Point and Shoot Sales Stagnate; DSLR Stays Strong
by Brian Watkins
Boy would I not want to be a manufacturer in the point and shoot camera space these days. It’s similar to the way Garmin GPS sales have taken a hit because, let’s face it, most smartphones do as good a job (or better) at navigating. And what’s more, relying on your smartphone to navigate doesn’t require you to lug around a secondary device and keep it charged or plugged in, nor does it require having to remember to update its maps software.
There was a time when taking pictures with your phone was something of a novelty. You’d do it because it was there and handy, but the photos were pretty lousy. Fast forward a decade and the software behind most camera apps has given your standard point and shoot camera a run for its money.
The last point and shoot I bought was a Nikon Coolpix, which I’d selected for its slim profile and good reviews. It wasn’t a bad camera, but I quickly noticed that its pictures weren’t any clearer than those I could take with my Galaxy Note 5. In fact, my Note seemed to perform better in lower light conditions. What’s more, the HD video on my Note was significantly better than any video the Coolpix could record. The Coolpix’s video, by comparison, was grainy and didn’t capture contrast well.
So I found myself in that moment where I’m carrying around this small camera on hikes, having to remember to charge the batteries before expeditions, and then know that I’m getting inferior video. In the absence of a serious DSLR which is not always practical for casual hikes, why couldn’t I just use my phone? And so I did and have never looked back. The lack of optical zoom is a drawback less often than I’d assumed for casual shots.
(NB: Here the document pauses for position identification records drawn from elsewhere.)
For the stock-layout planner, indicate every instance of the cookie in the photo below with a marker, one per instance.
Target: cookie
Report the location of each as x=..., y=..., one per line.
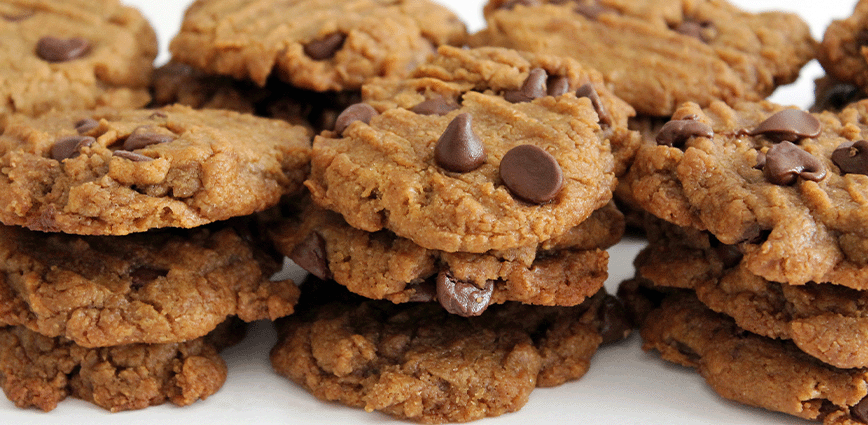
x=313, y=44
x=39, y=371
x=155, y=287
x=415, y=361
x=69, y=55
x=658, y=54
x=795, y=210
x=460, y=179
x=754, y=370
x=561, y=271
x=112, y=172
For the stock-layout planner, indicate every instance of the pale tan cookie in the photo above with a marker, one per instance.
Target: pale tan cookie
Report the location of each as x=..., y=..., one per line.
x=112, y=172
x=73, y=54
x=314, y=44
x=658, y=54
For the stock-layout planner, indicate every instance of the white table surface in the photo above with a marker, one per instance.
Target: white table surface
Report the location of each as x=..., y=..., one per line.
x=624, y=385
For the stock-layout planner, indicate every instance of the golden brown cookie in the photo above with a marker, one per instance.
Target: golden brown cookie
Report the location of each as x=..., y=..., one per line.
x=314, y=44
x=73, y=54
x=658, y=54
x=112, y=172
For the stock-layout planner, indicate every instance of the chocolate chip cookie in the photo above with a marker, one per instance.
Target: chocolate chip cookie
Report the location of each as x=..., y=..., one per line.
x=658, y=54
x=418, y=362
x=68, y=55
x=314, y=44
x=111, y=172
x=482, y=149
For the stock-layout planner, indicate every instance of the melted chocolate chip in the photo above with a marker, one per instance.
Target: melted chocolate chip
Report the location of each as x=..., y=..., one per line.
x=358, y=112
x=53, y=49
x=326, y=47
x=310, y=255
x=534, y=87
x=70, y=147
x=459, y=148
x=852, y=157
x=785, y=162
x=788, y=125
x=531, y=174
x=677, y=132
x=462, y=298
I need to stop there and point out that none of this is to say that smartphones are the future of digital photography. There’s a reason, after all, that DSLR sales have remained steady over the years even when point and shoot cameras have become superfluous. Smartphones do not have the lens quality or size, internal mechanics, nor zoom capabilities of a DSLR. When you compare professional shots with something captured on a smartphone, there’s a clear difference in both clarity and color balance (for starters).
However, the degree of quality that is “good enough” for the casual user to snap shots at birthday parties etc. is a place flagship smartphones have reached rather well. The auto focus function handles most of the heavy lifting as lighting and focusing goes, but there are some challenges with automation. To any aspiring photo enthusiast (or “prosumer”) I’d recommend using even an entry level DSLR for material you take seriously. “Auto” settings do a decent job for cameras that need it, particularly smartphones and point and shoots. But the amount of control you have with a DSLR, paired with superior internals, invariably make for eye-catching shots in the hands of a competent user.
Point and shoot cameras might have wi-fi capabilities now, with options to share photos to social channels and geo-tag. But that’s simply old tech playing catch up to be more like a smartphone to justify its existence. For cameras less than $300, what you already have in your pocket is probably just as good. And if you’re spending more than $300 on a camera anyway, you’d probably be better served to budget for an affordable DSLR and skip the higher end point and shoots altogether.